At any rate, I had to take a look to see what might have been so important that might have “leaked” out. This would likely be the info most sought after as it determines the Fed direction on setting the interest rate and buying bonds (read printing money).

The expected path for the federal funds rate implied by
market quotes moved down over the intermeeting period,
likely reflecting policymakers’ communications
that reinforced market expectations of continued monetary
policy accommodation. Results from the Desk’s
survey of primary dealers conducted prior to the March
meeting showed that dealers continued to view the
third quarter of 2015 as the most likely time of the first
increase in the target federal funds rate. In addition,
the median dealer continued to see the first quarter of
2014 as the most probable time for the Federal Reserve’s
asset purchases to end, and most dealers anticipated
that the pace of purchases would be adjusted
down before ending.

Personally, I like the part about “continued monetary policy accomodation”. As in since when is it the job of the Federal Reserve to accomodate the markets? Theoretically, they have a dual-mandate to stave off inflation and pursue full-employment. Accomodating market investors isn’t supposed to be a goal but rather a result of good monetary policy.

Why not just come out and say it? The Fed exists to make the banksters and the elites mucho grande dollars!

At any rate, as you read the plan is to start jacking up interest rates in late 2015 and stop printing money at the end of this year (the first quarter of fiscal year 2014 is Sep.-Dec. of 2013). That has been the announced plan and should come as no surprise to anyone.

The rest is the standard blah-blah-blah about how to balance out the argument that our economy just keeps on improving while at the same time is disappointing. There is even some comic relief in these usually bland Fed meeting minutes.

One participant
cited research indicating that long-term unemployment,
which is currently especially high, could lead
to persistently lower income and wealth for those affected,
even after they found jobs.

Seriously? You’re sure? Unemployment could lead to lower income and wealth?
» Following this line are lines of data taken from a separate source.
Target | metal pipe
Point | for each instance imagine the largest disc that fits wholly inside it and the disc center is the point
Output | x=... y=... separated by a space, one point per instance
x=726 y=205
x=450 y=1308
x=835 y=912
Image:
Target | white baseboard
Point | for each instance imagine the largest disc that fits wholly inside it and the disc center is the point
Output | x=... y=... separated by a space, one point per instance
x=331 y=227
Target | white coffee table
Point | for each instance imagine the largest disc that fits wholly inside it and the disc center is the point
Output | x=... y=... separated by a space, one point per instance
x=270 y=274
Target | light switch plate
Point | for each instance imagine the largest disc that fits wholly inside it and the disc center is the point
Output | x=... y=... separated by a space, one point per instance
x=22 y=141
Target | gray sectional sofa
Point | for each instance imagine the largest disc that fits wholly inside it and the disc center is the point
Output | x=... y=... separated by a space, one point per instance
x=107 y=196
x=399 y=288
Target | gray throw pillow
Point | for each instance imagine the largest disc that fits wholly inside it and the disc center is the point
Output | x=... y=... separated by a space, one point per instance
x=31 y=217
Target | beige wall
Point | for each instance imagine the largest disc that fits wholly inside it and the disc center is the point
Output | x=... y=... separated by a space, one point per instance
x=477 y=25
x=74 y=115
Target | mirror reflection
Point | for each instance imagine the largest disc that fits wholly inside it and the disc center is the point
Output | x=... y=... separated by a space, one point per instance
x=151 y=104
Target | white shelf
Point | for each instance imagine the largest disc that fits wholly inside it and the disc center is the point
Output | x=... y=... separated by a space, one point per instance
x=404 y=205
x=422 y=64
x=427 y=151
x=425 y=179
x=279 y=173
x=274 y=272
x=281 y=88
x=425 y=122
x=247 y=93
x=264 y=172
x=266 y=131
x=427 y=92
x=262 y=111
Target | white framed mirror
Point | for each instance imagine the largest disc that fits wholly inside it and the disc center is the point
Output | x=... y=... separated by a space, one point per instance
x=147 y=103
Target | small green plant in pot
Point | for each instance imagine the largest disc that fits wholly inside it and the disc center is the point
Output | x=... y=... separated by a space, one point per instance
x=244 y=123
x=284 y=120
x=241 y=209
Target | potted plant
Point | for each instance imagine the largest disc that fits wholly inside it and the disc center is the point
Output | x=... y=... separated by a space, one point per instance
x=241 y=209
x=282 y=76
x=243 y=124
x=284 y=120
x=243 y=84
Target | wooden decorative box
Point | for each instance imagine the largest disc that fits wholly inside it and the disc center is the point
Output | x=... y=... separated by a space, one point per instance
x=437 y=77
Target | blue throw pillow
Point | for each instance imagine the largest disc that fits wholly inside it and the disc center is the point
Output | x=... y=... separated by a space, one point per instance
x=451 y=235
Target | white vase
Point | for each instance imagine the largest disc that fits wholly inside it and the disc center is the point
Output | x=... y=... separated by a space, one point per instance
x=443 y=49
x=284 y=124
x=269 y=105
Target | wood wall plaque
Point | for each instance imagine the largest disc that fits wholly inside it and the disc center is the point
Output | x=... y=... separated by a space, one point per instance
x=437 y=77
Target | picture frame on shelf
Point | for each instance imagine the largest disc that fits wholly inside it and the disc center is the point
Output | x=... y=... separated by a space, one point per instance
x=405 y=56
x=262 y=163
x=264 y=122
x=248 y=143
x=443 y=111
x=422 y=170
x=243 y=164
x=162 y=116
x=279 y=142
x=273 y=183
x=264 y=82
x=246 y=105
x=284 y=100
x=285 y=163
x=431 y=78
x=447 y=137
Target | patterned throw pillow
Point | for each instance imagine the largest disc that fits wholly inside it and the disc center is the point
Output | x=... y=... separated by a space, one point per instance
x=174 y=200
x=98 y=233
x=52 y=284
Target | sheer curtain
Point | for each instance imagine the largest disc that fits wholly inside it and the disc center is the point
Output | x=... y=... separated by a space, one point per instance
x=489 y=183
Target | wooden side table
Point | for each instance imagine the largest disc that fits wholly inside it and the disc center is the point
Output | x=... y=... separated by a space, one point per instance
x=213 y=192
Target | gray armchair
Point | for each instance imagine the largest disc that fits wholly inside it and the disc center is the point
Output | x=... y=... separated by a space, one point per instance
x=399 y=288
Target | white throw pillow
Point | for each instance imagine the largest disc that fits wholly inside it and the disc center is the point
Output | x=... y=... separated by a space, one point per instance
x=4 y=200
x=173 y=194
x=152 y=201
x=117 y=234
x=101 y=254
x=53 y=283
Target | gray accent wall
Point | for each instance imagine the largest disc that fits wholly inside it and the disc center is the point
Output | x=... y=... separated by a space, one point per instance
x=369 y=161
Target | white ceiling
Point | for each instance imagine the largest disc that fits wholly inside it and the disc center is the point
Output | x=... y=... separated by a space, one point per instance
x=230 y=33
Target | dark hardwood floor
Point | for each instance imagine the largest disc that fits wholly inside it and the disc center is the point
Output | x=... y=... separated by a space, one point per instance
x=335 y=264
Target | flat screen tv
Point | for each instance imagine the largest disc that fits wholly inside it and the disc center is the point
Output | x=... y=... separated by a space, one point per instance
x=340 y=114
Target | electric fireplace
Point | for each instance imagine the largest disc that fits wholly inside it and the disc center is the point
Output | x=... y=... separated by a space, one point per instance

Add that to my list of learning something new everyday. I wonder who paid for the “research” to uncover this little nugget?

There is also a sliver of hope. A voice of reason amongst the hordes. The Fed voted to continue plodding along with its artifical manipulation of the federal funds rate to keep it at 0-.25% and to keep printing money at $40-45 billion per month with one dissenter. Was it Bernanke? Ha!

Voting for this action: Ben Bernanke, William C.
Dudley, James Bullard, Elizabeth Duke, Charles L. Evans,
Jerome H. Powell, Sarah Bloom Raskin, Eric
Rosengren, Jeremy C. Stein, Daniel K. Tarullo, and
Janet L. Yellen.

Voting against this action: Esther L. George.

Ms. George dissented because she continued to view
monetary policy as too accommodative and therefore
as posing risks to the achievement of the Committee’s
economic objectives in the long run. In particular, the
current stance of policy could lead to financial imbalances,
a mispricing of risk, and, over time, higher longterm
inflation expectations. In her view, the Commit-
tee’s asset purchases were providing relatively small
benefits, and, given the risks that they posed as well as
the improvement in the outlook for the labor market,
she thought they should be wound down.

Way to go Esther! Too bad nobody is listening to you.